Saat ini, Dedy meneruskan, ada 58 titik di area IMP yang dipasangi CEMS. "Sisanya masih sedang dalam progres s pemasangan."
Klaim Dedy bertolak belakangan dengan sejumlah dugaan pelanggaran lingkungan IMPI yang belakangan dipaparkan oleh KLH. Menteri Lingkungan Hidup Hanif Faisol Nurofiq mengatakan pengawas mendapati bukaan lahan seluas 179 hektare yang berbatasan langsung dengan area IMIP. Beberapa fasilitas di lokasi juga tidak tercantum dalam dokumen Amdal.
“PT IMIP harus menghentikan kegiatan yang belum dilingkup dalam persetujuan lingkungannya,” kata Menteri Hanif pada Rabu, 18 Juni lalu.
Tim KLH juga mengindikasi kualitas udara yang buruk di wilayah industri IMIP. Hasil pemantauan terhadap udara ambien menunjukan parameter TSP (dust) dan PM 10 melebihi baku mutu. Kondisi udara ini ditengarai akibat 24 sumber emisi pada tenant di IMIP tidak terpasangi CEMS. PT IMIP juga disebut tidak memiliki instalasi pengolahan air limbah (IPAL) komunal, sehingga air limbahnya mencemari lingkungan.
Hanif juga menyinggung soal operasional Tempat Pengolahan Sampah Terpadu (TPST) Bahomakmur yang belum memiliki persetujuan lingkungan. "Pengelolaan air lindi dari sampah juga tidak dilakukan dengan baik dan berpotensi mencemari lingkungan sekitar," katanya.
Merespons temuan KLH, Dedy menyebut PT IMIP berinvestasi dalam teknologi yang ramah lingkungan. Untuk target jangka panjang, kata dia, perusahaan sedang bertransisi ke sumber energi yang lebih ramah lingkungan. Ada proyek pembangkit listrik tenaga surya yang mulai berjalan, serta proyek pembangkit listrik tenaga mikro hidro yang kini masih dalam tahap penelitian.
Adapun IPAL komunal masih rumit dibangun di kawasan atau masing-masing smelter nikel IMIP karena kendala topografi.
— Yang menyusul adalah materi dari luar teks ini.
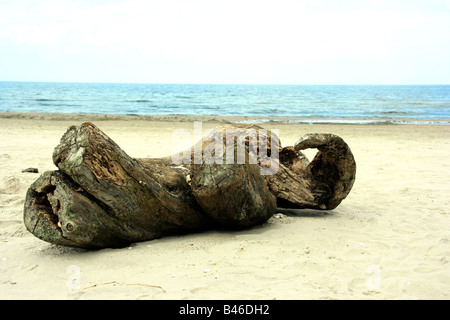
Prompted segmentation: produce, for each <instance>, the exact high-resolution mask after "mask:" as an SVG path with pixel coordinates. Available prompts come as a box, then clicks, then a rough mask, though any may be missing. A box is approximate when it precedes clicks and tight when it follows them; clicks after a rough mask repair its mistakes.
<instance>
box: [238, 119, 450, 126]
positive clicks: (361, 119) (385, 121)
mask: <svg viewBox="0 0 450 320" xmlns="http://www.w3.org/2000/svg"><path fill="white" fill-rule="evenodd" d="M231 122H232V123H237V124H239V123H241V124H262V123H284V124H295V123H298V124H309V125H314V124H359V125H380V124H393V125H395V124H399V125H402V124H420V125H450V120H373V119H293V120H286V119H280V120H278V119H246V120H240V121H231Z"/></svg>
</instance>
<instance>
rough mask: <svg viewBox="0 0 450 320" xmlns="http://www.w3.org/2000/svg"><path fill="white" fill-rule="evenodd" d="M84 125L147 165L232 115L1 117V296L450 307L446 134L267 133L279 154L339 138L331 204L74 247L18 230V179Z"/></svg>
mask: <svg viewBox="0 0 450 320" xmlns="http://www.w3.org/2000/svg"><path fill="white" fill-rule="evenodd" d="M86 120H90V121H93V122H94V123H95V124H97V125H98V126H99V127H100V128H101V129H102V130H103V131H104V132H106V133H107V134H108V135H109V136H110V137H111V138H112V139H114V140H115V141H116V142H117V143H118V144H119V145H120V146H121V147H122V148H123V149H124V150H125V151H126V152H127V153H128V154H129V155H131V156H133V157H158V156H165V155H168V154H170V153H171V152H172V143H171V134H172V131H173V130H174V129H176V128H180V127H181V128H187V129H190V130H193V121H194V120H203V128H204V129H208V128H211V127H213V126H215V125H217V124H219V123H220V122H221V121H225V120H230V119H228V118H226V119H224V118H219V117H206V118H201V117H176V116H173V117H156V116H155V117H137V116H101V115H86V116H80V115H70V116H69V115H42V114H37V115H33V114H10V113H3V114H0V299H449V298H450V262H449V260H450V208H449V207H450V203H449V190H450V161H449V159H450V126H431V125H307V124H279V123H265V124H263V126H264V127H266V128H268V129H279V133H280V139H281V143H282V144H283V145H292V144H293V143H294V142H295V141H296V140H297V139H298V138H299V137H301V136H302V135H303V134H305V133H308V132H329V133H334V134H337V135H340V136H341V137H342V138H344V140H345V141H346V142H347V143H348V144H349V145H350V147H351V149H352V151H353V153H354V155H355V158H356V162H357V166H358V169H357V178H356V182H355V185H354V187H353V190H352V191H351V193H350V195H349V196H348V198H347V199H346V200H344V201H343V202H342V203H341V205H340V206H339V207H338V208H336V209H335V210H333V211H329V212H319V211H314V210H296V211H286V210H280V211H279V212H280V213H278V214H276V215H275V216H274V217H273V218H271V219H270V220H269V221H268V222H267V223H266V224H264V225H261V226H258V227H255V228H252V229H249V230H244V231H239V232H231V231H229V232H228V231H214V230H212V231H208V232H203V233H197V234H189V235H183V236H173V237H166V238H161V239H158V240H154V241H147V242H141V243H136V244H132V245H131V246H129V247H126V248H122V249H104V250H98V251H84V250H80V249H73V248H65V247H58V246H55V245H51V244H48V243H46V242H43V241H41V240H39V239H37V238H35V237H34V236H32V235H31V234H30V233H28V232H27V231H26V230H25V227H24V225H23V222H22V215H23V203H24V198H25V192H26V190H27V188H28V186H29V185H30V184H31V183H32V182H33V181H34V180H36V179H37V177H38V174H33V173H22V172H21V171H22V170H23V169H25V168H28V167H37V168H39V171H40V173H42V172H44V171H45V170H54V169H55V167H54V165H53V164H52V161H51V155H52V151H53V148H54V147H55V146H56V145H57V144H58V142H59V139H60V137H61V136H62V134H63V133H64V132H65V131H66V129H67V127H69V126H70V125H73V124H81V123H82V122H83V121H86ZM112 281H115V283H109V282H112ZM96 284H97V286H95V285H96ZM144 285H152V286H159V287H152V286H144Z"/></svg>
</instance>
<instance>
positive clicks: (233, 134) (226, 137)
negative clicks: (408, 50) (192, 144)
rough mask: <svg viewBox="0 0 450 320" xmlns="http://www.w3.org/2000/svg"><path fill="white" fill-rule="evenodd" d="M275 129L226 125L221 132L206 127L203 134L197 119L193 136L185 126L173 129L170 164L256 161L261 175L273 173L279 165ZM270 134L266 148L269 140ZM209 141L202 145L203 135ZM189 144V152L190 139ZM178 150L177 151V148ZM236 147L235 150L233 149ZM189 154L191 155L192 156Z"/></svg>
mask: <svg viewBox="0 0 450 320" xmlns="http://www.w3.org/2000/svg"><path fill="white" fill-rule="evenodd" d="M278 131H279V130H277V129H272V130H270V134H268V130H266V129H258V130H256V129H254V128H237V129H236V128H230V129H226V130H225V133H223V132H221V131H218V130H208V131H207V133H206V134H205V136H203V134H202V133H203V125H202V122H201V121H195V122H194V139H193V140H192V135H191V133H190V131H189V130H187V129H176V130H175V131H174V132H173V133H172V143H173V150H176V151H175V152H173V153H172V155H171V158H172V162H173V163H174V164H182V163H183V164H191V163H192V162H193V163H194V164H202V163H205V164H214V163H215V164H219V165H220V164H245V163H246V158H247V157H248V163H249V164H258V163H259V164H260V172H261V175H273V174H276V173H277V172H278V168H279V145H280V143H279V142H280V141H279V138H278ZM269 137H270V148H269V146H268V145H269V143H268V140H269ZM204 138H205V140H206V141H210V143H209V144H208V145H207V146H205V147H204V146H203V141H204V140H203V139H204ZM193 141H194V142H195V144H194V146H193V149H194V150H193V156H192V149H191V148H192V142H193ZM179 150H181V151H179ZM235 151H236V152H235ZM192 158H193V159H192Z"/></svg>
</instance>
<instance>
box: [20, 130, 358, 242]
mask: <svg viewBox="0 0 450 320" xmlns="http://www.w3.org/2000/svg"><path fill="white" fill-rule="evenodd" d="M218 137H219V138H218ZM241 138H242V139H241ZM222 143H223V146H224V147H223V148H216V147H217V146H220V144H222ZM225 146H226V147H225ZM309 147H313V148H318V149H319V152H318V154H317V156H316V157H315V159H314V160H313V161H312V162H311V163H310V162H309V161H308V160H307V159H306V157H305V156H304V155H303V154H302V153H301V151H300V150H302V149H304V148H309ZM196 152H197V153H198V152H200V153H201V154H200V159H201V161H194V160H195V159H197V160H198V158H197V156H198V154H196ZM189 153H190V155H191V160H192V161H191V162H190V163H181V164H178V165H176V164H174V162H173V161H171V158H170V157H166V158H159V159H134V158H131V157H130V156H128V155H127V154H126V153H125V152H124V151H123V150H122V149H121V148H120V147H119V146H118V145H117V144H116V143H115V142H114V141H112V140H111V139H110V138H109V137H108V136H107V135H106V134H104V133H103V132H102V131H101V130H100V129H98V128H97V127H96V126H95V125H93V124H92V123H84V124H83V125H81V126H79V127H75V126H73V127H70V128H69V129H68V131H67V132H66V133H65V134H64V136H63V137H62V138H61V142H60V144H59V145H58V146H57V147H56V148H55V151H54V154H53V161H54V163H55V165H56V166H57V167H58V169H59V170H57V171H53V172H46V173H44V174H43V175H42V176H41V177H40V178H39V179H38V180H37V181H36V182H35V183H33V184H32V185H31V187H30V188H29V190H28V192H27V196H26V201H25V208H24V221H25V225H26V227H27V229H28V230H29V231H30V232H31V233H33V234H34V235H35V236H36V237H38V238H40V239H42V240H45V241H48V242H51V243H56V244H61V245H68V246H76V247H83V248H103V247H117V246H123V245H126V244H128V243H130V242H136V241H144V240H150V239H155V238H158V237H161V236H164V235H170V234H177V233H184V232H192V231H197V230H203V229H206V228H212V227H231V228H242V227H250V226H254V225H258V224H261V223H263V222H265V221H266V220H267V219H269V218H270V217H271V216H272V215H273V214H274V213H275V210H276V206H277V205H278V206H285V207H294V208H318V209H332V208H335V207H336V206H337V205H338V204H339V203H340V201H342V199H344V198H345V197H346V196H347V194H348V192H349V191H350V189H351V187H352V184H353V181H354V178H355V171H356V165H355V162H354V159H353V155H352V154H351V151H350V149H349V148H348V146H347V145H346V144H345V142H344V141H343V140H342V139H341V138H339V137H337V136H334V135H325V134H315V135H307V136H305V137H304V138H302V139H301V140H299V141H298V142H297V143H296V145H295V146H294V147H285V148H283V149H281V148H280V144H279V140H278V137H277V136H276V135H274V134H273V133H271V132H270V131H266V130H264V129H262V128H261V127H258V126H254V125H223V126H219V127H217V128H215V130H214V131H212V133H211V134H210V135H208V136H206V137H205V138H204V139H202V141H200V142H198V143H197V144H196V145H194V146H193V147H192V148H191V150H188V154H189ZM278 153H279V157H278ZM208 155H209V156H208ZM274 155H276V157H274ZM268 158H270V161H271V162H267V159H268ZM230 159H231V160H232V161H231V162H232V163H230ZM212 160H214V161H212ZM267 167H270V168H269V169H271V170H272V171H270V170H269V171H267V170H266V169H267Z"/></svg>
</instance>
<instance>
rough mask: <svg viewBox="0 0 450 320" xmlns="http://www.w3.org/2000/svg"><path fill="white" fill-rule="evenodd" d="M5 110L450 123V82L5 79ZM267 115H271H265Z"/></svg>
mask: <svg viewBox="0 0 450 320" xmlns="http://www.w3.org/2000/svg"><path fill="white" fill-rule="evenodd" d="M0 112H38V113H87V114H131V115H204V116H242V117H247V118H245V120H242V122H252V121H253V120H252V117H254V118H258V120H257V121H256V120H255V121H256V122H264V121H280V122H307V123H359V124H376V123H385V122H388V123H395V124H404V123H417V124H441V125H450V85H247V84H246V85H241V84H236V85H232V84H217V85H211V84H123V83H52V82H5V81H3V82H0ZM265 118H267V119H265Z"/></svg>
Manajemen IMPI mengakui IPAL komunal memang bisa mengolah limbah industri secara efisien dengan biaya yang lebih terjangkau.
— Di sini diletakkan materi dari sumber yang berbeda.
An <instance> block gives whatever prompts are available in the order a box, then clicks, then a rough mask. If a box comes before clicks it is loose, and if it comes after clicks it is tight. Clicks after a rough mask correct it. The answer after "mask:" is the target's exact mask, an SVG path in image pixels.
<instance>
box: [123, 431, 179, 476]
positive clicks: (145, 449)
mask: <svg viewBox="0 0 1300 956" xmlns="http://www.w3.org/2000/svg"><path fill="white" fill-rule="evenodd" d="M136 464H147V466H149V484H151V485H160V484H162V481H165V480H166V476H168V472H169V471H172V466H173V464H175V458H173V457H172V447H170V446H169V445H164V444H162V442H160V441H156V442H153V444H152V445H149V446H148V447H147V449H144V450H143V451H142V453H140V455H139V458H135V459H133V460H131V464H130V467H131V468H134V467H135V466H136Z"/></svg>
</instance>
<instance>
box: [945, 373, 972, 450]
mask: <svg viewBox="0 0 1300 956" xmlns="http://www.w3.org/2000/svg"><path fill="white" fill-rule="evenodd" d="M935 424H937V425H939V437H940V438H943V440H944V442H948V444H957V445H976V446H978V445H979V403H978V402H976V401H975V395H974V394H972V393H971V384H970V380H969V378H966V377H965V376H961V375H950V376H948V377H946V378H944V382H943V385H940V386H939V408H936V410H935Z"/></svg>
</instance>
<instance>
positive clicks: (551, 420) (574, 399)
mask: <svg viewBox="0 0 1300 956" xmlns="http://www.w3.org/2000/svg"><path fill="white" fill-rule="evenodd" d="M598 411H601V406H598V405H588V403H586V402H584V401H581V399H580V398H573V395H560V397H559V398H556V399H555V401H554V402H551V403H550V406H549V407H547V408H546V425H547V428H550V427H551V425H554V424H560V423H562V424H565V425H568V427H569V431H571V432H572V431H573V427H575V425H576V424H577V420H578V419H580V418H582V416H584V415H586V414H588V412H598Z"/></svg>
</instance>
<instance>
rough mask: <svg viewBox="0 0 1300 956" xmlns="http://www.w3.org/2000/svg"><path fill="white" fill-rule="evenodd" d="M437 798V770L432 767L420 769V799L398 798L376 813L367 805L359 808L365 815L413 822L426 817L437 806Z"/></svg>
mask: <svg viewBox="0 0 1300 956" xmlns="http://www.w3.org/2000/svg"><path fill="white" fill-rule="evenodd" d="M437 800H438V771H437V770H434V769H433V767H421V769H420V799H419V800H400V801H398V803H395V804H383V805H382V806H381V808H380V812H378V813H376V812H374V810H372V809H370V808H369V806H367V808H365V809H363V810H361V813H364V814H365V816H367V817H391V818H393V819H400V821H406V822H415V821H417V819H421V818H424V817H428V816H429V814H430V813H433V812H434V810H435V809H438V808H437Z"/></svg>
Kendala soal pengembangan IPAL, kata Dedy, sudah dikonsultasikan kepada KLH. "Hasilnya, berdasarkan berita acara nomor 182/KLHIMIP/BA/MWL/VI/2023, tertuang bahwa kawasan IMIP boleh memiliki IPAL komunal klaster," katanya. Artinya, kata dia, para penyewa atau tenant mengelola IPAL secara mandiri, kemudian disalurkan ke kanal yang dikelola oleh IMIP.